If environmental arsenic and radon are both truly risk factors for NMSC, the difference in findings is plausible, given the different routes by which humans are exposed to either elements. Household radon concentration is likely to be a valid predictor of everyday, chronic radon exposure, and this is likely to form the majority of an individual’s total exposure. However, as described above, arsenic exposure routes are more complex, primarily through drinking water and food, and its presence in the local environment in the United Kingdom is therefore likely to be only one small component of exposure. If the primary route of exposure in the United Kingdom is via the food chain (Pritchard, 2007), the national/international distribution of the majority of UK food would indicate that local environmental concentrations are unlikely to dominate exposure patterns.

The fact that we observe such a strong relationship between long-term area estimates of bright sunshine, indicating exposure to a known risk factor (UV radiation) and cross-sectional NMSC rates lends credibility to the analysis.

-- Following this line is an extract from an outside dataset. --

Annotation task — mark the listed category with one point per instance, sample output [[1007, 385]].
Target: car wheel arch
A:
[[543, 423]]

However, there are significant design and data limitations to the power of the study to infer causal relationships, especially regarding the possible association with radon. Therefore, this study by no means proves an effect of radon on NMSC risk, but it does add to the body of evidence indicating that this relationship may be worthy of further investigation. The most appropriate methods may be case–control or cohort study, as suggested by Charles (2007b), or other individual-level studies with area exposure estimates (Savitz, 2012).